Saturday, October 22, 2005

const overloaded arrow operator

I think it is a good idea to have const-overloaded arrow operator in counted pointer idiom though the Coplien's book does not say about it. This is required to "carry forward" the const-ness from the handle object to the body pointer held inside the handle. Counted body idiom is useful when you do not want to add corresponding (mirror) functions in handle class when you add functions in the body class. Handle class can actually be template. (CORBA _var classes?) The arrow operator takes care of "automatic" forwarding.

class String // this is handle
{
...
Stringrep *operator -> () const { return b_; }
private:
Stringrep *b_;
}

class Stringrep // this is body
{
void func (); // a non-const function.
}

main() {
const String s (new Stringrep);
s->func (); // invokes a non-const function of stringrep (body) when handle object is const.
}

In order to prevent this undetected mishap declare vonst-overloaded arrow operators.

class String
{
...
const Stringrep *operator -> () const { return b_; }
Stringrep *operator -> () { return b_; }
private:
Stringrep *b_;
}

Depending upon the const-ness of the handle object, it will invoke the right const-overloaded arrow operator and therefore, const-ness of body pointer comes along with it and therefore, compiler will prevent invocation of non-const member method of the body class using a const handle object. This is important because handle-body are logically the same entity for the client of the abstraction.

Subtle function overloading

Quite often I rediscover my own old posts and learn new things from it. This time I am revisiting the very first post http://cpptruths.blogspot.com/2005_06_19_cpptruths_archive.html
I came up with a puzzle to "entertain" you guys! Predict the output of following program. You know where to look at for the explanation.

const int FIRST_TIME = 1;
template <typename T>
void func (T &)
{
static int var;
++var;
if (FIRST_TIME == var)
cout << "Printed once." << endl;
else
cout << "Printed more than once." << endl;
}
int main(void)
{
int a1[4];
int a2[5];
func (a1);
func (a2);
}

OUTPUT:
Printed once.
Printed once.
!!
I would rather have a static checker to guard me against such subtle things.

Tuesday, October 18, 2005

What's wrong with C++?

I whole heartedly agree with this article!!

What's wrong with C++?
by Bartosz Milewski

src: http://www.relisoft.com/tools/CppCritic.html
--------------------------------------------------
Some time ago NWCPP (Northwest C++ Users Group in Seattle) organized a public panel on the future of C++, with Scott Meyers, Herb Sutter, and Andrei Alexandrescu. I started thinking about C++ and realized that I wasn't that sure any more if C++ was the answer to all my problems. I wanted to ask the panelists some tough questions. But I was there for a big surprise--before I had the opportunity to say anything, they started the criticism of C++ in the earnest--especially Scott.

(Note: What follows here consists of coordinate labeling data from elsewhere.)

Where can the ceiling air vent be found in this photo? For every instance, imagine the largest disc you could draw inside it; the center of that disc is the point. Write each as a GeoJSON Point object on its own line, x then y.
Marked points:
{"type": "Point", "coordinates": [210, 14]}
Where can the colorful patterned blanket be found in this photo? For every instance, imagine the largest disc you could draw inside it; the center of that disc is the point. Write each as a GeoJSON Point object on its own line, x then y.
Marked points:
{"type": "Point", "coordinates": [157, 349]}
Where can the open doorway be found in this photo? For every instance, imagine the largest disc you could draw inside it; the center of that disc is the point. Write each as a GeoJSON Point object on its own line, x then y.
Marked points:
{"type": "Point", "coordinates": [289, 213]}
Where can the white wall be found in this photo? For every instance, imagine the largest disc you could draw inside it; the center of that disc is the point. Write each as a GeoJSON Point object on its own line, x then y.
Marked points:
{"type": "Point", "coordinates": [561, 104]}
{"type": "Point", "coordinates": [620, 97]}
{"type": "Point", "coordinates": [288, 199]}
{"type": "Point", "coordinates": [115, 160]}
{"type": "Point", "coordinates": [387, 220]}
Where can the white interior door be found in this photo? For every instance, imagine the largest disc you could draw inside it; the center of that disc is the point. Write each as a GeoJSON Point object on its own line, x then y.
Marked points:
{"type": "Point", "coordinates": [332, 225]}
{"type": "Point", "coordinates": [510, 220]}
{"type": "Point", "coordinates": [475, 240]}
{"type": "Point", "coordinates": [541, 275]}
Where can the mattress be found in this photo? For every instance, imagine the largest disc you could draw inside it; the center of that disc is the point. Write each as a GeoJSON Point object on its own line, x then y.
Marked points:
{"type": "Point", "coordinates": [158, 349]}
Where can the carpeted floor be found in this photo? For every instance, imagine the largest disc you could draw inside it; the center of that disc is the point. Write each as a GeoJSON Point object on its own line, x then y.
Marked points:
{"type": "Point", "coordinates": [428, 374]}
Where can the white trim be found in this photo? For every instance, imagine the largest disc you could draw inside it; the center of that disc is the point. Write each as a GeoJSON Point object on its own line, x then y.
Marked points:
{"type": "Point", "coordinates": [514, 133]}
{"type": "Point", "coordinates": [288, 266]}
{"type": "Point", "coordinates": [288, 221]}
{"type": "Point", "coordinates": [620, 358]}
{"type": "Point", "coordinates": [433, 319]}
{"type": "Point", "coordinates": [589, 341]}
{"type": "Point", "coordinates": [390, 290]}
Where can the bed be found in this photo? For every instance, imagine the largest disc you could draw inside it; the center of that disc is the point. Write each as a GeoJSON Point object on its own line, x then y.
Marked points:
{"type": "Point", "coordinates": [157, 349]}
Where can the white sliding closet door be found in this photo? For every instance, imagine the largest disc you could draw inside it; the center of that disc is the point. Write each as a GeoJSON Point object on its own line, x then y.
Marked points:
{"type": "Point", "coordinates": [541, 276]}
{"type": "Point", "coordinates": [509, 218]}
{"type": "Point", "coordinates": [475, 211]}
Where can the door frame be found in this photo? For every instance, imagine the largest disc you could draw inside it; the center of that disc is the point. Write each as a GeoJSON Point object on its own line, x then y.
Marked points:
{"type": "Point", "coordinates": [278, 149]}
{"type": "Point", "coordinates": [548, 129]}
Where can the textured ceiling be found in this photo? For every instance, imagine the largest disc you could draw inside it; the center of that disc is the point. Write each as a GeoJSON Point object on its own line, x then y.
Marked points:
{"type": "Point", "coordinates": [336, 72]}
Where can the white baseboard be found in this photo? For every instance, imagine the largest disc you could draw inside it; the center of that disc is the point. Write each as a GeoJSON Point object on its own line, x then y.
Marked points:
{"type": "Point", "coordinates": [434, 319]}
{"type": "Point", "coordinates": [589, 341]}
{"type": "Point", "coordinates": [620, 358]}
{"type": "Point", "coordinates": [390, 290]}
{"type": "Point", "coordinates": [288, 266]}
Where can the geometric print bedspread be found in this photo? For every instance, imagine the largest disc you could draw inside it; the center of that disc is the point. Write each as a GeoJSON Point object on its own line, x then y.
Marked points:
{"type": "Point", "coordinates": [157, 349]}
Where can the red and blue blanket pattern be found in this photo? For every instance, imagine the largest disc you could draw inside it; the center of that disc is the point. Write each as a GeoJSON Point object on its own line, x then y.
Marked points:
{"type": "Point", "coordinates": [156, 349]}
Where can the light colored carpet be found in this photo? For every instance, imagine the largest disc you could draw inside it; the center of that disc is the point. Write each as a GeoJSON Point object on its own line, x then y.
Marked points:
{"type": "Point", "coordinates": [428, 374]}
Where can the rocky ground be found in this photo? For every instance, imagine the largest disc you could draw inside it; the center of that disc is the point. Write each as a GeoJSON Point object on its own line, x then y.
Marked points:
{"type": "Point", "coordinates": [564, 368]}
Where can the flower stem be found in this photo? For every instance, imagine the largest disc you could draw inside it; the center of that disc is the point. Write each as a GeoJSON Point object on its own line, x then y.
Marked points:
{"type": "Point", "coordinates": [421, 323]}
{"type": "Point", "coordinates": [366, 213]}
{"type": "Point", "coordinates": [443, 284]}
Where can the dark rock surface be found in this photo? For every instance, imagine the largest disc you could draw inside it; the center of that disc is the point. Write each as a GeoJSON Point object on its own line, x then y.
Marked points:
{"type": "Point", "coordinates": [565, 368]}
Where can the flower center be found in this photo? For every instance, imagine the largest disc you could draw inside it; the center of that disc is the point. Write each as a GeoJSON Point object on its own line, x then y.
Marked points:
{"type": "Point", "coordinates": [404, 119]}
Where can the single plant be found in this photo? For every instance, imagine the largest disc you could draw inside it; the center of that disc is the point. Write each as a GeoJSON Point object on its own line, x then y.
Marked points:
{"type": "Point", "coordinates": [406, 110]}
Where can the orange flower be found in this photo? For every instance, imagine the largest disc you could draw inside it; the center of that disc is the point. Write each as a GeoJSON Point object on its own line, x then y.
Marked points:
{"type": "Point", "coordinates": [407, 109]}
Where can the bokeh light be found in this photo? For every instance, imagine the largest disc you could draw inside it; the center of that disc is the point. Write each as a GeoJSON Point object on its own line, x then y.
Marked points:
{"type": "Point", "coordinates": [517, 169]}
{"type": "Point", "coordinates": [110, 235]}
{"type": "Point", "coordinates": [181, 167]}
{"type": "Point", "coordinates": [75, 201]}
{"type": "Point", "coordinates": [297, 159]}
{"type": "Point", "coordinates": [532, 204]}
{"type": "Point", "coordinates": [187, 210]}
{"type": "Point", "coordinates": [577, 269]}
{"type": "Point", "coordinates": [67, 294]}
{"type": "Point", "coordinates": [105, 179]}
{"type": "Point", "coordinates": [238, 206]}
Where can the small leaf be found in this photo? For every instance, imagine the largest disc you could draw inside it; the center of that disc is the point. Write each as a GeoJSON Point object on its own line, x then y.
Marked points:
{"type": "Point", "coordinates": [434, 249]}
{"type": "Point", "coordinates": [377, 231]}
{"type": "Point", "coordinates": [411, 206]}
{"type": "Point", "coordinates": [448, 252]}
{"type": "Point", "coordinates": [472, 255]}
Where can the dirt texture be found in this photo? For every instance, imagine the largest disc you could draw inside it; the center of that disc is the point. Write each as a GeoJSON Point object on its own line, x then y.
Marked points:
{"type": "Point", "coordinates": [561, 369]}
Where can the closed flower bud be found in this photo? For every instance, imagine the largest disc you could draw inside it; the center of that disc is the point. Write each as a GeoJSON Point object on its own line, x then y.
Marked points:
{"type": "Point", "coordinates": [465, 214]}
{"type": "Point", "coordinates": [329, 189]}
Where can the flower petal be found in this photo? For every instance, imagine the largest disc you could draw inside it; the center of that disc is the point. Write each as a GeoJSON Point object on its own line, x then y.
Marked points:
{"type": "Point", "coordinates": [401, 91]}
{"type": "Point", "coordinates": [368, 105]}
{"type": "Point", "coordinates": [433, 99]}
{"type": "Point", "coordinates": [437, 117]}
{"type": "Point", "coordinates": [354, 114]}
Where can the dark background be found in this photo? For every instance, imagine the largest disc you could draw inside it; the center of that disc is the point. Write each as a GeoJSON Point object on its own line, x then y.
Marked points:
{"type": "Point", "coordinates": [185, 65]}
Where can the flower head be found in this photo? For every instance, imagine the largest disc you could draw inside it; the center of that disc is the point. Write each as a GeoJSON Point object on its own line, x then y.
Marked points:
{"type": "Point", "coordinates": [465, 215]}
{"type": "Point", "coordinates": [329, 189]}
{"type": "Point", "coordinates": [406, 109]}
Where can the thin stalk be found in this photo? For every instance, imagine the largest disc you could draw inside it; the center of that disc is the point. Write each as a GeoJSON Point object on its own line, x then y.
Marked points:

One of the big issues was the extreme difficulty of parsing C++. Java and C#, both much younger languages, have a multitude of programming tools because it's so easy to parse them. C++ has virtually nothing! The best tool one can get is Microsoft Visual Studio, which is really pathetic in that department (I haven't tried Eclipse). Apparently, VS uses a different (incomplete) parser for its browser than it does for its compiler, and that's probably why it can't deal with namespaces or nested classes. When you search for a definition of a function, you get a long list of possible matches that don't take into account any of the qualifications of the original query. Finding all callers of a method is so unreliable that it's better not to use it. And these are the most basic requirements for an IDE. By the way, the Help engine seems to be using yet another parser.

I talked to John Lykos at one of the conferences, and he told me that he would pay big bucks for a tool that would be able to tell what header files must be included in a given file. That was many years ago and to my knowledge there still isn't such a tool. On the other hand, there are languages in which the programmer doesn't even have to specify include files, so clearly this is not an unsurmountable problem and it's only C++ that makes it virtually impossible.

Complex programming problems require complex languages. An expressive language helps you deal better with the complexity of a problem. I believe there is some proportionality between the complexity of the problem and the complexity of the language. But if a language is disproportionately complex, it starts adding complexity to the problem you're trying to solve instead of reducing it. There are endless examples of unnecessary complexity in C++.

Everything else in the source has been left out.